A highly efficient and practical protocol has been developed for the synthesis of 5-(hetero)arylated thiazole derivatives I [R = pyridin-3-yl, pyrimidin-5-yl, 4-(trifluoromethyl)phenyl, etc.; R1 = H, Me; R2 = H, Me] via an N-heterocyclic carbene palladium (Pd-NHC) complex catalyzed direct C-H arylation reaction. Utilization of this methodol., the arylation of substituted thiazoles I (R = H) with (hetero)aryl bromides RBr efficiently proceeded at low catalyst loading (0.1-0.05 mol%) and under aerobic conditions. A variety of (hetero)aryl bromides, even some strongly deactivated or highly congested (hetero)aryl bromides, with a broad range of functional groups was compatible under the optimal reaction conditions. In all cases, the target products were produced in moderate to quant. yields. After reading the article, we found that the author used 5-Bromo-2-chloropyridine(cas: 53939-30-3Recommanded Product: 5-Bromo-2-chloropyridine)

5-Bromo-2-chloropyridine(cas: 53939-30-3) belongs to pyridine. In industry and in the lab, pyridine is used as a reaction solvent, particularly when its basicity is useful, and as a starting material for synthesizing some herbicides, fungicides, and antiseptics.Recommanded Product: 5-Bromo-2-chloropyridine

Referemce:
Pyridine – Wikipedia,
Pyridine | C5H5N – PubChem

The author of 《Ruthenium-Catalyzed C-H Arylation of 1-Naphthol with Aryl and Heteroaryl Halides》 were Spiewak, Amanda M.; Weix, Daniel J.. And the article was published in Journal of Organic Chemistry in 2019. Name: 5-Bromo-2-chloropyridine The author mentioned the following in the article:

A new, ruthenium-catalyzed method for peri C-H arylation of 1-naphthol with a variety of aryl and heteroaryl halides (iodides, bromides) is reported that overcomes the limitations of previous palladium-catalyzed approaches. Yields for the 21 examples range from 16-99%, with an average of 71%, and the reaction tolerates a variety of functional groups: pyridine, pyrimidine, primary aniline, aldehyde, and ester.
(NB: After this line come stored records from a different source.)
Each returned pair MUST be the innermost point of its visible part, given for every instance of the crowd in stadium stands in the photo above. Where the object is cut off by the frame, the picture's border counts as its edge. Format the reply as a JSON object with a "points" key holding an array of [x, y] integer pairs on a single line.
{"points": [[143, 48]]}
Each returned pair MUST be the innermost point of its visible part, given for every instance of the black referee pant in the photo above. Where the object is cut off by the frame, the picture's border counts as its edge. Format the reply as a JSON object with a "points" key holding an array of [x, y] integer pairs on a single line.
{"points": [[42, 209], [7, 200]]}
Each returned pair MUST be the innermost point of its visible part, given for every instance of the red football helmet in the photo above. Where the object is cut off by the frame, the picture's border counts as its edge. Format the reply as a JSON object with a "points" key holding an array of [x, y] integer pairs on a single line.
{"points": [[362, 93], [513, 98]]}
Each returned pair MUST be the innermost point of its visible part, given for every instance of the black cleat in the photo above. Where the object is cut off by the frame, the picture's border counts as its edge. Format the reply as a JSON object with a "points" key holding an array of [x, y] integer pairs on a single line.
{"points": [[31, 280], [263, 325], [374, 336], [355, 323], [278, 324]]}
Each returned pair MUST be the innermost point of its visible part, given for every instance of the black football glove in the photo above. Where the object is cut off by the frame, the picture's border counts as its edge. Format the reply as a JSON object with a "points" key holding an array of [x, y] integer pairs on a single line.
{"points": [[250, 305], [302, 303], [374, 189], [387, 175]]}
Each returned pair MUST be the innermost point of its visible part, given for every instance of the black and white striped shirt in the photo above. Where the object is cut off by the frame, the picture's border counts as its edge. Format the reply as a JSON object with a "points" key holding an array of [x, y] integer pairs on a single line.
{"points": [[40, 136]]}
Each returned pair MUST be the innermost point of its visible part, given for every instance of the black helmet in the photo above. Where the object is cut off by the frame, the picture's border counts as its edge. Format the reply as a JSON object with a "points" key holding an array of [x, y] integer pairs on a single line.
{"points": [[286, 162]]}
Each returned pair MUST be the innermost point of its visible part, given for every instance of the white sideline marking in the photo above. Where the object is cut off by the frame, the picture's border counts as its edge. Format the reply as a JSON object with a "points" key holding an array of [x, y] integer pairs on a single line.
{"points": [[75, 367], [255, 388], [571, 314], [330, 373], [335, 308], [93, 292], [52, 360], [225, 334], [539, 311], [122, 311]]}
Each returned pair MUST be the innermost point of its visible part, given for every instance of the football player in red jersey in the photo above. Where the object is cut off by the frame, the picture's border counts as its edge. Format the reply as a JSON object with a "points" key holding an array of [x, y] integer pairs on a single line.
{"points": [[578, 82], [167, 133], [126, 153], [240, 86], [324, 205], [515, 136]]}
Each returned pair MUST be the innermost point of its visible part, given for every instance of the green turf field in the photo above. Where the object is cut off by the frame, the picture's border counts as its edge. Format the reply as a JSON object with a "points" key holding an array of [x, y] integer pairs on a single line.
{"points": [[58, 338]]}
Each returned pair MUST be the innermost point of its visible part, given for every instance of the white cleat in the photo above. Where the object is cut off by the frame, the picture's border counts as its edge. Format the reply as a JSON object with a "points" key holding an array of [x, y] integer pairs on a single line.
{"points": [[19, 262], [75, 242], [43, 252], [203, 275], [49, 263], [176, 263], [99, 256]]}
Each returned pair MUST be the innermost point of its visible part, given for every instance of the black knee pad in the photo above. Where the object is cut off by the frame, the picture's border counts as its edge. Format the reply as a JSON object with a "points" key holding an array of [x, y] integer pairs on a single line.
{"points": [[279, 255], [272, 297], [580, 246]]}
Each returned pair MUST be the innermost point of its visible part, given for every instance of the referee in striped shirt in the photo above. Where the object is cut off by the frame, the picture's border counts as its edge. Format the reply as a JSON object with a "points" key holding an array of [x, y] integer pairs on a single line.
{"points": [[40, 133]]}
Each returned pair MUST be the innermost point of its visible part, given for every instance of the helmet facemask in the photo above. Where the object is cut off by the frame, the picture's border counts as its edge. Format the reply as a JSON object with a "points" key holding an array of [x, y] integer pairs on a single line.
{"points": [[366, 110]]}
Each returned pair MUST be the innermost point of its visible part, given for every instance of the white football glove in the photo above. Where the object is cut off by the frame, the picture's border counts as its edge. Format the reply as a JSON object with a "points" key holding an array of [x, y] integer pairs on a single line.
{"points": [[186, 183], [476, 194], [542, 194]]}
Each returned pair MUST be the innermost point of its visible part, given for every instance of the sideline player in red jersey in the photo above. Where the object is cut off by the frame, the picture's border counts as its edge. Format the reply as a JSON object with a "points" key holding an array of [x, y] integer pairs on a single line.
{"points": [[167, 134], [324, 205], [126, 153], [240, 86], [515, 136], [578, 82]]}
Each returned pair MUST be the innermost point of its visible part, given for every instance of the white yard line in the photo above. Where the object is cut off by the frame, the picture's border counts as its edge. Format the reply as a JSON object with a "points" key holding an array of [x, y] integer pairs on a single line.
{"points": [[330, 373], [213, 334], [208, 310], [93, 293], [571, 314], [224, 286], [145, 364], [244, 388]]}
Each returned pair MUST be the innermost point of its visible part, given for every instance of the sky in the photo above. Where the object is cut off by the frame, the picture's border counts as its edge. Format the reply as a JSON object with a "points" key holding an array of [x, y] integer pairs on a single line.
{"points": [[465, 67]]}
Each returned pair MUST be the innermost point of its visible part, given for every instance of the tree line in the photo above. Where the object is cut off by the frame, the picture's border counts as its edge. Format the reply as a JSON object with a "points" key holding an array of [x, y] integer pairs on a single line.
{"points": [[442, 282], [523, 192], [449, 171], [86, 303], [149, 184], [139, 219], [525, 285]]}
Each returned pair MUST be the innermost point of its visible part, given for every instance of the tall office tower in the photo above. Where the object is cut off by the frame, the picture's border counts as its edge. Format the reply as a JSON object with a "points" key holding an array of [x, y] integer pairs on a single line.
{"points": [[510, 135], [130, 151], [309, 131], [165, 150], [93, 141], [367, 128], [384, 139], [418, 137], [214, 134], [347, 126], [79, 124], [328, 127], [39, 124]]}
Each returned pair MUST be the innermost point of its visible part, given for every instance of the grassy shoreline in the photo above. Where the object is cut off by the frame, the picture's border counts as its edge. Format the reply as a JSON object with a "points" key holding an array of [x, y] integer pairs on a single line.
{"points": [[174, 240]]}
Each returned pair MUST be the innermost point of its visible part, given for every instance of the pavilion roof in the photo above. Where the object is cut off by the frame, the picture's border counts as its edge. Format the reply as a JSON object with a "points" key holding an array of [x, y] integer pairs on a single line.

In the experimental materials used by the author, we found 5-Bromo-2-chloropyridine(cas: 53939-30-3Name: 5-Bromo-2-chloropyridine)

5-Bromo-2-chloropyridine(cas: 53939-30-3) belongs to pyridine. When pyridine is adsorbed on oxide surfaces or in porous materials, the following species are commonly observed: (i) pyridine coordinated to Lewis acid sites, (ii) pyridine H-bonded to weakly acidic hydroxyls, and (iii) protonated pyridine. At high coverage, physisorbed pyridine and protonated dimers can also be observed.Name: 5-Bromo-2-chloropyridine

Referemce:
Pyridine – Wikipedia,
Pyridine | C5H5N – PubChem

The author of 《Preparation and characterization of PEPPSI-palladium N-heterocyclic carbene complexes using benzimidazolium salts catalyzed Suzuki-Miyaura cross coupling reaction and their antitumor and antimicrobial activities》 were Boubakri, Lamia; Dridi, Khaireddine; Sulaiman Al-Ayed, Abduallah; Ozdemir, Ismail; Yasar, Sedat; Hamdi, Naceur. And the article was published in Journal of Coordination Chemistry in 2019. Reference of 2,6-Dibromopyridine The author mentioned the following in the article:

New palladium complexes were efficiently synthesized from the reaction of benzimidazolium salts 2a-e, potassium carbonate (K2CO3) and palladium chloride (PdCl2) in pyridine (for 3a-e). The catalytic activity of these complexes in a catalytic system including palladium complexes and K2CO3 in DMF-H2O was evaluated in Suzuki-Miyaura cross-coupling reactions of aryl bromides and chlorides with phenylboronic acid. The authors’ novel complexes show excellent catalytic activities with high turnover numbers (TON) and high turnover frequencies (TOF) (e.g. for the Suzuki-Miyaura reaction: TON up to 370 and TOF up to 123.3 h-1). Both benzimidazolium salts 2a-e and complexes 3 were characterized using spectroscopic data and elemental anal. The antimicrobial activity of the N-heterocyclic carbene palladium complexes 3a-e varies with the nature of the ligands. Also, the IC50 values of both, complexes (3a-e) and benzimidazoles 2a-e, were determined The new palladium complexes were screened for their antitumor activity. Complexes 3e and 3d exhibited the highest antitumor effect with IC50 values 6.85 μg/mL against MCF-7 and 10.75 μg/mL against T47D, resp. In addition to this study using 2,6-Dibromopyridine, there are many other studies that have used 2,6-Dibromopyridine(cas: 626-05-1Reference of 2,6-Dibromopyridine) was used in this study.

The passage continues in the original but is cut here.